Stars come out as sun sets on MEC’s Wilson era

Ben and Erin Napier share their story with the gathering.

By JACK WEATHERLY

Blake Wilson bade farewell Thursday to the Mississippi Economic Council after 19 years of leading the state chamber of commerce.

Wilson’s retirement, effective June 16, as only the third director of the 68-year-old organization, added a dimension to the annual meeting at the Jackson Convention Complex, which drew more than 2,000.

The growth of the organization under Wilson’s leadership was recounted. In 1997, there were 478 organization members, and membership has grown to 1,067.

Effective Monday, Scott Waller will become interim president and chief executive. He is now executive vice president and chief operating officer.

After a video of the state’s leaders complimenting Wilson for the achievements under his guidance, and a standing ovation, He said, “You’re too generous.

“The strength and the life’s-blood of the MEC is all you, our membership.”

The MEC board said bon voyage with a European trip for Wilson and his wife, Ann.

Three Mississippians made the event starry.

Ben Napier, who with his wife, Erin, is co-host of the Laurel-based “Home Town” show on the HGTV  — connected a few dots.

“If I had known you were going to have Robin [Robinson], and Sanderson Farms chicken [for lunch] we could’ve done this in Laurel,” which is where the poultry producer is headquartered, Napier joked. Robinson, a Sanderson Farms officer, is departing as MEC chairwoman and will be replaced by William Yates III.

Mac McAnally entertains with one of his compositions.

The home restoration show took off with a whoosh this year on the cable network and the viewing audience is seeing a “story about Mississippi that they haven’t heard before,” Erin Napier said.

“We [have] a diverse, beautiful, creative and powerful economy in our state,” she began, which, Ben interjected, “is a “big small town.”

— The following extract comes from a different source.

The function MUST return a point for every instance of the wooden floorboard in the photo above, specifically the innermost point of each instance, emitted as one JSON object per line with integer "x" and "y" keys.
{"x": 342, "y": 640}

That close-knit quality, the Napiers explained to HGTV producers, is how the show’s pilot debut scored a record 2.3 million viewers.

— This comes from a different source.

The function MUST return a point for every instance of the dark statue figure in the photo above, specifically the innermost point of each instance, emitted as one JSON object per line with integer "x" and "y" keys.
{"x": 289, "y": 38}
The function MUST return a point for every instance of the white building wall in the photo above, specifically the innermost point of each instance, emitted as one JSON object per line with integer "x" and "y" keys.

Mac McAnally, who grew up in Belmont, Miss., and is an eight-time winner of the Country Music Association Musician of the Year, a noted songwriter and recording artist and a member of Jimmy Buffet’s Coral Reefer Band, was on hand to celebrate Mississippi.

Mississippi’s reputation as a creative state “goes all the around the world,” McAnally said, recalling the spontaeous applause the state’s name elicited when he and Buffet were on a tour of Australia and New Zealand.

He recalled that his mother would always admonish him when he was growing up to “make some use of yourself” as he was leaving the house.

“That’s the way I want to look at every morning . . . whether it’s been a good brother to my sisters or better neighbor to my neighbors or a better ex-husband to my ex-wife.”

He said his song “It’s My Job” explains that outlook.

“Doing your best makes everything better,” he told the gathering.

Smallness seemed to be a theme of the show.

The running joke is that Wilson hails from “a state with three counties, two at high tide,” Delaware.

 Waller got in a zinger in the event, which had elements of a good-natured roast. Waller said he and the rest of the staff took up a collection to buy the Wilsons a jonboat so they could paddle along the shores of Delaware at high tide.

But Wilson said he and his wife are Mississippians and will continue to live here, though they’ll avoid the long, hot summers of Mississippi by staying at his wife’s family’s cottage on the Chesapeake Bay.

In a way, Wilson got in the last word. Each vase of flowers on the tables at the luncheon had a card with Wilson’s closing in all his  thousands of emails: “Keep the Faith!”